30 enero 2017. Lunes de la cuarta semana de Tiempo Ordinario – Puntos de oración

Preparamos nuestro corazón para el encuentro con Jesús, invocando al Espíritu Santo, repitiendo pausadamente las oraciones: “Ven Espíritu Santo”, “ven dulce huésped del alma”.
Pedimos ayuda a la Madre: “Madre, tus ojos para mirarle, tus oídos para escucharle,  tu corazón para amarle”. No nos olvidamos de san José, nuestro maestro de oración. Le invocamos: “san José enséñanos a orar, cuida de nuestra perseverancia”.
Hacemos la composición de lugar, viendo con nuestra imaginación a Jesús que al descender de la barca, le sale al encuentro un poseído que vive en los cementerios.
En la zona donde se piensa que ocurrió el acontecimiento se observan los restos de una antigua localidad, hoy abandonada, situada junto al lago de Tiberíades. Hay un pequeño promontorio que se adentra en este mar con abundantes cuevas. Los habitantes de esta ciudad enterraban a los muertos en ellas. El poseído vivía y se movía por ellas, desde allí divisaba el lago y cuanto pudiera ocurrir en él.
Si la imaginación está hoy un poco perezosa, podemos pedir a la Virgen que nos cuente el pasaje. No hay ninguna duda que antes de ponerlo el evangelista “negro sobre blanco”, Ella lo conoció. De hecho aparece la narración también en los textos de Lucas, el evangelio de María.
Apenas desembarcó, le salió al encuentro”. Aquel hombre llevaba una existencia marcada por el sufrimiento. Podría asumir como propio la letra de la canción: “una amarga tristeza de mí se adueñó”. No se sentía dueño de su mente, ni mucho menos de su comportamiento.
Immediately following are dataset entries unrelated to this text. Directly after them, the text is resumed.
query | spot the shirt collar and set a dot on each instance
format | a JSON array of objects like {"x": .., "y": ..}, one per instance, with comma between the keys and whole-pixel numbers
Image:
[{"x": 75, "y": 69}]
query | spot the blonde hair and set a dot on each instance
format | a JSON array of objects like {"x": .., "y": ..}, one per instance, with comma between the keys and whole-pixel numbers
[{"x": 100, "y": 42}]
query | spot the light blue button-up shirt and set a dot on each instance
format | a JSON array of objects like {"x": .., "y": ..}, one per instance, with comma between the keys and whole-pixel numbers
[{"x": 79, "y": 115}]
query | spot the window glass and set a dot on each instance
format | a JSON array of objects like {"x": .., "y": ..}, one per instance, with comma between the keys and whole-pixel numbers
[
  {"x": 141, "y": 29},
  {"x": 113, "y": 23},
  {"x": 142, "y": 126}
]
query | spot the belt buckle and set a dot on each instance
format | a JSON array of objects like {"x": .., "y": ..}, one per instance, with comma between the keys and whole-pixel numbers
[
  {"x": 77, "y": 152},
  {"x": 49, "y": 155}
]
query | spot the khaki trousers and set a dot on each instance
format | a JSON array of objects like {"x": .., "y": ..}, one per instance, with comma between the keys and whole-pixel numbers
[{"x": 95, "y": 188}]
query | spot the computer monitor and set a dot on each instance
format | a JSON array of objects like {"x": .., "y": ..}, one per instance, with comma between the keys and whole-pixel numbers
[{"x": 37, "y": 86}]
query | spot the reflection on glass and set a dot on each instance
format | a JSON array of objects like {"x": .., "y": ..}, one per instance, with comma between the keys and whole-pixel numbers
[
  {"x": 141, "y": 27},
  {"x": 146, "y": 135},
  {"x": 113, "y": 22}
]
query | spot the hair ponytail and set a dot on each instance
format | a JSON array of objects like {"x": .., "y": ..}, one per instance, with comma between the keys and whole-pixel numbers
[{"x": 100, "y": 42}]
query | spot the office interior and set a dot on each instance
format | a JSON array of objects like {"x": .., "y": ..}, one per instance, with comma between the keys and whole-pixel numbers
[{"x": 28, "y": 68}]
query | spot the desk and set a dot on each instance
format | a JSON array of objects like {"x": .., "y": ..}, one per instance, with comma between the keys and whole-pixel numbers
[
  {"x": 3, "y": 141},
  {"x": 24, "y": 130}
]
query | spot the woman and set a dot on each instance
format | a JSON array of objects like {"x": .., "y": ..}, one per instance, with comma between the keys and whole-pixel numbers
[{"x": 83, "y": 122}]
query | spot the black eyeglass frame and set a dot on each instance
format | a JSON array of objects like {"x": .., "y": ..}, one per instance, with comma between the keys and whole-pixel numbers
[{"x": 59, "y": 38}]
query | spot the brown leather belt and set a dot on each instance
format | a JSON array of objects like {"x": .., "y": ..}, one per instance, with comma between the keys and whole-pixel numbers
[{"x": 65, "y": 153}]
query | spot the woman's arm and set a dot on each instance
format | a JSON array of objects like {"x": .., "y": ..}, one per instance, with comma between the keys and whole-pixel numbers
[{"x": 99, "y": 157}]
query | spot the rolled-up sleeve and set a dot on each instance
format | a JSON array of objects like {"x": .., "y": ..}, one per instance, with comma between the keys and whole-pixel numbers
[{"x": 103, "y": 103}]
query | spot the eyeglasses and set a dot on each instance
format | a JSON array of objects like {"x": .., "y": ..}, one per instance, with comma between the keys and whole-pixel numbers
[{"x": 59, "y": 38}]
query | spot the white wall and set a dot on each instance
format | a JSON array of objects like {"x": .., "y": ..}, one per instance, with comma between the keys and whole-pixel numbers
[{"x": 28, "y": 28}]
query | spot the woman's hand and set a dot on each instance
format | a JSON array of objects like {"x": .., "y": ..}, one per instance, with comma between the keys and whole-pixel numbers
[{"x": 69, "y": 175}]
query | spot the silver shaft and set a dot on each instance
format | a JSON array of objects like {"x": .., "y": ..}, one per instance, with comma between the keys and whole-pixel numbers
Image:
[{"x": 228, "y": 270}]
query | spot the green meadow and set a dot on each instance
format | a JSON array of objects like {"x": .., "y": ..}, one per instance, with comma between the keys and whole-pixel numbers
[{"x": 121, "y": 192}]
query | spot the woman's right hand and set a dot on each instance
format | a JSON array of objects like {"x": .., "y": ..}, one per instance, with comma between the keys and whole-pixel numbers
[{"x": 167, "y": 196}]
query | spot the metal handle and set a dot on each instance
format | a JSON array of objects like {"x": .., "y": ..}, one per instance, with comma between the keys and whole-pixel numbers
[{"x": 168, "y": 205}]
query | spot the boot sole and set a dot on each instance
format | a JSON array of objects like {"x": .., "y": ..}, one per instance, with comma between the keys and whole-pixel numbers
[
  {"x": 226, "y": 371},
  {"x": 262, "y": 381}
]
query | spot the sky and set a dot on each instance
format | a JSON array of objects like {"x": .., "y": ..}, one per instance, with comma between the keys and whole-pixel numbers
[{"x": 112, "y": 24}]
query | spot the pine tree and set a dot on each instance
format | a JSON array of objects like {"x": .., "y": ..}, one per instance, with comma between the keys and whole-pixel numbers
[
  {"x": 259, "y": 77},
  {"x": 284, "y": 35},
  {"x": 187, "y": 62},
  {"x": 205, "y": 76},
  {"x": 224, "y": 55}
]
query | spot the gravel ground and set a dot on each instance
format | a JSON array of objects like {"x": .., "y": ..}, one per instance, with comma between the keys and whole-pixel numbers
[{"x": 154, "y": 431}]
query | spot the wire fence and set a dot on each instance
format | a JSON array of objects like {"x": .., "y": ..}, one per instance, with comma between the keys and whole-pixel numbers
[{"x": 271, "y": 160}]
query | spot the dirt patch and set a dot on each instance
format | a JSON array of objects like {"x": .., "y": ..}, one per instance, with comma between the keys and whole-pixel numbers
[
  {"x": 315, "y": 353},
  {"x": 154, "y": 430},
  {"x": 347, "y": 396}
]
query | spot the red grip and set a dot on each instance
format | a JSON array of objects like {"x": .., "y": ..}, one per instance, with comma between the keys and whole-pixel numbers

La noche anterior había ocurrido algo extraño, hubo viento, mucho viento y una gran tormenta. Él estaba asustado, contemplaba agazapado en su cueva el espectáculo de viento huracanado, truenos y lluvia. Entre los relámpagos le parecía divisar una barca de pescadores, en los momentos de resplandor apenas distinguía pequeñas figuras humanas que se movían agitadamente, hasta que uno de ellos se puso en pie, abrió los brazos… y de repente el mar se calmó. Nunca había contemplado un fenómeno tan extraño, nunca una tormenta se había acabado de repente.
Con las primeras luces del día, vio acercarse la barca a la orilla. En el interior de este hombre, se dio una lucha, una parte de él sentía atracción ante la idea de acercarse a los recién llegados y otra parte repugnancia: “¿Qué hay entre ti y nosotros, Hijo de Dios?”. Esas palabras no habían salido de él, sino del “otro” que llevaba dentro y se dirigían al que parecía ser el jefe de los pescadores.
Le pareció intuir que podía ser aquel que se levantó en la barca, justo antes de que el mar callara. Este se dirigió al “huésped” con autoridad, preguntándole su nombre. Para un judío conocer el nombre del adversario es empezar a dominarle. Finalmente pacto con él que saliera del atormentado, dejándole meterse en el rebaño comunitario de cerdos de dos mil cabezas.
Al igual que la tormenta paró en un instante, la serenidad llegó al atormentado en otro y aquel hombre empezó a disfrutar del don de la paz quedando inmensamente agradecido. Tan agradecido, que se puso a disposición de Jesús y estaba dispuesto a dejarlo todo por seguirle.
Vete donde los tuyos, y cuéntales lo que el señor ha hecho contigo”. Es la respuesta del Señor al ofrecimiento.

Al contemplar este pasaje, Abelardo se preguntaba:“¿Sería un disparate convertir a un exendemoniado en patrono del apostolado seglar?. Si podéis hoy, no dejéis de leer y recordar el comentario de Abelardo a este texto en Aguaviva-Diciembre 1986. Es una reflexión muy importante que refleja la esencia de lo que el Espíritu Santo espera de nosotros, como miembros de un “movimiento” de la Iglesia.